Jazz, “Tutte le direzioni 2016”: riconoscimento a Franco Cerri – VIDEO

Tributo al jazzista Franco Cerri, sabato sera a Vigarano nell’ambito di una serata di “Tutte le Direzioni in Wintertime 2016” organizzata dal Gruppo dei 10.

 

 

 

“E’ un musico di altri tempi. Ha l’età per andare in pensione e invece preferisce strapazzare ancora la sua Gibson L5, suonare con i suoi allievi, vivere di musica come ha sempre fatto, raccontarci il suo jazz”. Basta l’incipit del suo libro autobiografico “Sarò Franco” per spiegare chi è, o meglio cosa rappresenta, Franco Cerri. Una vita spesa per il jazz, premiata dal Gruppo dei 10 con la consegna del premio “Tutte le Direzioni 2016” al chitarrista italiano più autorevole in questo campo musicale.

Il riconoscimento, attribuito annualmente a prestigiose personalità, appartenenti sia al mondo della cultura che a quello della vita civile, che abbiano contribuito, in piena e totale autonomia e indipendenza intellettuale, alla crescita qualitativa del nostro Paese, è stato conferito al musicista “per la sua unicità nell’interpretare la musica e la vita.

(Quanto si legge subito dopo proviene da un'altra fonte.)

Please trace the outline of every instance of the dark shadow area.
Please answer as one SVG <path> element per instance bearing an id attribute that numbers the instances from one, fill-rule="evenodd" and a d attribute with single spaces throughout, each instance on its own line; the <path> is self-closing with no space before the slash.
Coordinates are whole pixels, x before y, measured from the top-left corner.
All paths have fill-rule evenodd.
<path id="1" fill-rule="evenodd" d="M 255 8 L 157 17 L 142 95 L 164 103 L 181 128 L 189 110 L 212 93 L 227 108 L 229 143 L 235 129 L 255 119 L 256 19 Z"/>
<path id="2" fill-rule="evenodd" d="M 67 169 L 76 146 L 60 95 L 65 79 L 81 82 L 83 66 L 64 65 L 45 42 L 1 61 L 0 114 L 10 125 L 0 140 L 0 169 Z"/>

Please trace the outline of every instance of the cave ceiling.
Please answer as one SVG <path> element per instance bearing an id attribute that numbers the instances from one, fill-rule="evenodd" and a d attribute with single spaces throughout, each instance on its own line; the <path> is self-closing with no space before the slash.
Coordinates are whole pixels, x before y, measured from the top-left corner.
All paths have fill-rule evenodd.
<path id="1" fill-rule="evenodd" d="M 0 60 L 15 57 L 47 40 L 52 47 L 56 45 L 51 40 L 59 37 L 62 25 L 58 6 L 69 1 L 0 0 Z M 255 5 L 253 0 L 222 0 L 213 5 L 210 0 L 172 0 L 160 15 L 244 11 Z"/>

L’eleganza del pensiero e del tratto umano, trasfusi nell’amore per il jazz e nell’ispirata rappresentazione del suo linguaggio, costituiscono la sua inconfondibile cifra stilistica, impermeabile alle mode e lontana da ogni convenienza”.

Requisiti incarnati perfettamente nella figura di Franco Cerri che, dall’alto dei suoi 90 anni, non era presente alla cerimonia: a ritirare il premio al suo posto Ellade Bandini, insignito con lo stesso riconoscimento lo scorso anno, in una sorta di passaggio di testimone tra il batterista ferrarese e “l’uomo in ammollo”. Il celebre spot e la sua passione per la musica sono stati solo alcuni degli aspetti celebrati con la proiezione di un filmato che ha ripercorso la sua lunga carriera.

A rendergli omaggio poi è stata la musica: sul palco il chitarrista Simone Magliozzi accompagnato dalle chitarre dei “Gypsy Strike”, formazione vicentina di Martino Salvo e Carlo Stupiggia, arricchita dalla partecipazione di Mattia Martorano al violino e Lorenzo Conte al contrabbasso. Special guest del concerto, al posto di Samy Daussat, Alfredo Ferrario al clarinetto che ha fatto rivivere al pubblico le suggestive atmosfere del Quintette du Hot Club de France che negli anni ’30 cambiò per sempre il modo di fare, e di sentire, il jazz continentale, ricordando in particolare, grazie alla presenza di Ferrario, le formazioni allargate degli anni ’40-’50.

La serata, organizzata in collaborazione con Ascom Ferrara, è stata l’appuntamento clou della rassegna “Tutte le Direzioni in Wintertime 2016” che proseguirà fino alla fine di dicembre “Spirito” di Vigarano.